For the first couple of weeks of our series, we’ve focused on scenes of glory and worship. This week’s text shows us some now-familiar heavenly imagery, but in the process we are reminded of what we experience in our time and place.

I suppose the key word for the day is “tribulation,” what is called “the great ordeal” in the NRSV. People hear that word in very different ways. A lot of American preachers talk about it as a time to come, a time of disaster to fall upon the earth after Christ’s followers have been removed in what is sometimes called the “rapture.”

Problem 1: That view is very hard to reconcile with Revelation and other biblical end-time imagery. The first audience for Revelation would have found the removal of the church from this ongoing suffering a strange notion, indeed. They were being persecuted, saw themselves in the midst of a great ordeal, and in this letter from John were receiving words of comfort that they would be rewarded for their resilient faith one day.

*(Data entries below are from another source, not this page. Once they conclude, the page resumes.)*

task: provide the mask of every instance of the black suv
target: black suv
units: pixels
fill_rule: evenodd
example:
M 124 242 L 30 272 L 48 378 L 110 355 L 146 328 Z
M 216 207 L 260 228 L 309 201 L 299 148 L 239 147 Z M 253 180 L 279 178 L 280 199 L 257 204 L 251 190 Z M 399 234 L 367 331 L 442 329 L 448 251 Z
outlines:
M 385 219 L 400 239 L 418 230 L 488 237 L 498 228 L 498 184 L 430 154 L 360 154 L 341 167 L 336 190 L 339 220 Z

This whole idea of a raptured church was unheard of among Christians until the 19th century, when an Anglo-Irish theologian named John Nelson Darby proposed the idea. We still hear about his theory in the United States today because of preachers and writers who latched onto the idea. There also is the influence of the Scofield Reference Bible, which heavily promotes the notion in its footnotes.

The more standard, historical understanding of the “end times” is simple. We are in them. We have been since Christ ascended into heaven and the Holy Spirit fell upon the church. Christ could return any moment, bringing this time to an end.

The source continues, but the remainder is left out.